Having brought us all down to earth with a detailed exposé of the many failings of current AI systems, the authors present their own ideas on what needs to be done. Essentially these revolve around some of the core approaches developed in classical AI such as semantic networks, temporal logic, inference, causal reasoning and planning. All of these must be embedded in a learning framework which does not focus on learning from scratch the superficial surface correlations encoded in training data, but rather leverages all of its prior knowledge to impute an abstract cognitive model which explains the data. They argue that integrating time and causality is pivotal to all forms of planning in the real world and this is lacking in most of the current work on AI. Unfortunately, the authors do not offer any ideas on how this might be done. They are clear that error back-propagation and deep learning will not suffice, but apparently the alternatives are yet to be discovered.
“Construct a kind of human-inspired learning system that uses all the knowledge and cognitive abilities that the AI has; that incorporates what it learns into its prior knowledge; and that, like a child, voraciously learns from every possible source of information: interacting with the world, interacting with people, reading, watching videos, even being explicitly taught. Put all that together, and that’s how you get to deep understanding.”

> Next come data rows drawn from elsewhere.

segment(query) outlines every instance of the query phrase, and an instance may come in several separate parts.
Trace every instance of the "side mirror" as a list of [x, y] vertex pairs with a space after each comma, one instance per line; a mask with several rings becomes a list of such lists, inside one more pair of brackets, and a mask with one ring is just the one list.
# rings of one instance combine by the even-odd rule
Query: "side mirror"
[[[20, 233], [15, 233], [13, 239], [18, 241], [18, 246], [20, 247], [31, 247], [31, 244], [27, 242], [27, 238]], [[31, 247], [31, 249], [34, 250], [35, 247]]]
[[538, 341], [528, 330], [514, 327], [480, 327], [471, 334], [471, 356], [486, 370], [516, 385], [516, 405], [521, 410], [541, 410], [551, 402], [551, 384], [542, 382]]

The book concludes with a chapter on trust with a focus on the reliability of AI systems. The authors point out that the layers of program verification and software engineering built into modern safety-critical systems is mostly lacking from currently deployed AI systems. Adapting these well-proven technologies into the application of deep-learning systems would be a good start. In the longer term, however, AI will need to be carefully controlled in order to keep it safe, not through fears of letting loose an all-powerful superintelligence of the sort considered by Nick Bostrom, but rather to avoid systems with power but limited intelligence making stupid errors. In the long run, they argue that the turning point will not come until machines can perform common-sense reasoning and therefore be able to evaluate the consequences of their own actions.
“The real risk is not superintelligence, it is idiot savants with power, such as autonomous weapons that could target people, with no values to constrain them, or AI-driven newsfeeds that, lacking superintelligence, prioritize short-term sales without evaluating their impact on long-term values.”
I have many functions such as speech recognition and synthesis built on deep learning which operate with very high accuracy. However, these functions are glued together in an operating system which only allows me to address the tasks that my designers envisioned for me. I can learn from experience, but only to improve the things that I already know how to do. I cannot learn new things because I have no cognitive capacity to transfer expertise from one domain into another and even small variations in the tasks that I am asked to do often defeat me. This book is a timely reality check on the frequently over-hyped progress in AI. I confess, however, that I was a bit disappointed by the lack of a clear path to future progress. I was hoping for more detail on exactly how to reboot AI. Alas, it seems that I may I will have to wait for quite some time yet before I will be able to claim that I am truly intelligent.